Polymarket's prices contain real information. Binary markets are impressively well-calibrated. But evaluating a probability forecaster by binary hit rate is like evaluating a chess engine by how often it beats beginners — the metric is real, it's just not measuring what you think it's measuring.
Methodology
Data: On-chain records from Polygon via Allium, covering 108,861 resolved Yes tokens across ~28,145 actual questions from January 2022 to February 2026. After filtering to tokens with a strict day-before price and known market type, 80,216 tokens remain (11,328 binary + 68,888 multi-outcome). An additional 28,645 tokens (~26%) lack a day-before price or have unknown market type — 93% are thinly-traded multi-outcome longshots with minimal impact on competitive-range calibration.

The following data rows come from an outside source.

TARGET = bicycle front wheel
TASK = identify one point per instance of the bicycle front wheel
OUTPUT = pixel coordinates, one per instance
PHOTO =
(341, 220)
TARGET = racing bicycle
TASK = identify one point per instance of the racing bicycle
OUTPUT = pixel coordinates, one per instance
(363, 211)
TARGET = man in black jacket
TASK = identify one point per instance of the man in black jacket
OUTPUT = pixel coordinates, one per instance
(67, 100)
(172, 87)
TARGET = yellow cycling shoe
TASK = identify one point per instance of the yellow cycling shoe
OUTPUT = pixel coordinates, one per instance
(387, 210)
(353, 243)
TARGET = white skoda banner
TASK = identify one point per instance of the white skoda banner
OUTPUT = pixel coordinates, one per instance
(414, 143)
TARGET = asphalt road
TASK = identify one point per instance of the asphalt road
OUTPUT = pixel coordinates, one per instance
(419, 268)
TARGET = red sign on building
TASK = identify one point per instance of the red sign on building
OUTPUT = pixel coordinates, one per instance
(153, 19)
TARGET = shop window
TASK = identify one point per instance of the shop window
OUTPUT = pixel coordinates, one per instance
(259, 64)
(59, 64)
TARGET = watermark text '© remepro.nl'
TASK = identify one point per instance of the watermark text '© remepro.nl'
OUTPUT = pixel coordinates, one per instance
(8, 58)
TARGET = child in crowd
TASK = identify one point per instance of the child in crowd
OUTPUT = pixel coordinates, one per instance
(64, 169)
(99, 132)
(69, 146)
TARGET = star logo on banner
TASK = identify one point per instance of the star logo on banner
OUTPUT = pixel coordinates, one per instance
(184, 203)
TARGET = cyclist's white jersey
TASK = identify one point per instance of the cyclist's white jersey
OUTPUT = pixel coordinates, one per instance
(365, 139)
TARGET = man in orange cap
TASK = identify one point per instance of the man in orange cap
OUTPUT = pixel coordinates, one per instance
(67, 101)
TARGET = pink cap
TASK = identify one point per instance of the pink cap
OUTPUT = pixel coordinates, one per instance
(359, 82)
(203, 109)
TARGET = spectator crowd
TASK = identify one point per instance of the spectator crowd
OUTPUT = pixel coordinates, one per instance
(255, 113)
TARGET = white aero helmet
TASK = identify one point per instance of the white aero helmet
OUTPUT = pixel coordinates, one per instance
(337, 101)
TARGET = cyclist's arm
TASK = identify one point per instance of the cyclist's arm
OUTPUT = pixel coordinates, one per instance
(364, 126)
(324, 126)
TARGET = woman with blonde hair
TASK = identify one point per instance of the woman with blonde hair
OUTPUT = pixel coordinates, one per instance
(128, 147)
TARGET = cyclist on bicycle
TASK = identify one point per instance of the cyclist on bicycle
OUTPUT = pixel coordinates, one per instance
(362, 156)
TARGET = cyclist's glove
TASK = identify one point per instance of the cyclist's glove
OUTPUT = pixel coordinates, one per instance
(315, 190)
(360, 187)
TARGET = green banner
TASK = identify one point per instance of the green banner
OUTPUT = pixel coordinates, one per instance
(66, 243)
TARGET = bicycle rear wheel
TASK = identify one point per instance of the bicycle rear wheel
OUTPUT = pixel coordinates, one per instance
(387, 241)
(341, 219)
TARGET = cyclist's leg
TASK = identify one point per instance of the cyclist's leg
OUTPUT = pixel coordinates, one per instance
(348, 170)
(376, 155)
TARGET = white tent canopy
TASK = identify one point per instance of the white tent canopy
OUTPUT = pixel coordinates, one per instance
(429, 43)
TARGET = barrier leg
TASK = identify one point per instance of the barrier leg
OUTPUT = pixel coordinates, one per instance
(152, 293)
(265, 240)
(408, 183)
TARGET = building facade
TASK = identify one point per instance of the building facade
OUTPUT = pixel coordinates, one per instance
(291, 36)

Market type identification: Binary markets (NEG_RISK = false) yield one token per question. Multi-outcome markets (NEG_RISK = true) yield multiple correlated tokens per question (93,876 tokens across 13,160 questions), grouped via market_id.
Price timing: Day-before price using DATEDIFF('day', price_date, resolution_date) BETWEEN 1 AND 2, strictly excluding resolution-day prices. Known limitation: calendar-day rounding vs exact 24-hour window.
Accuracy definition: Token priced above 50 cents resolving Yes, or below 50 cents resolving No, counts as correct. Tokens at exactly 50 cents excluded from accuracy but included in Brier score.
Reproducibility: All queries in the queries/ directory. Inspired by McCullough's original Dune dashboard.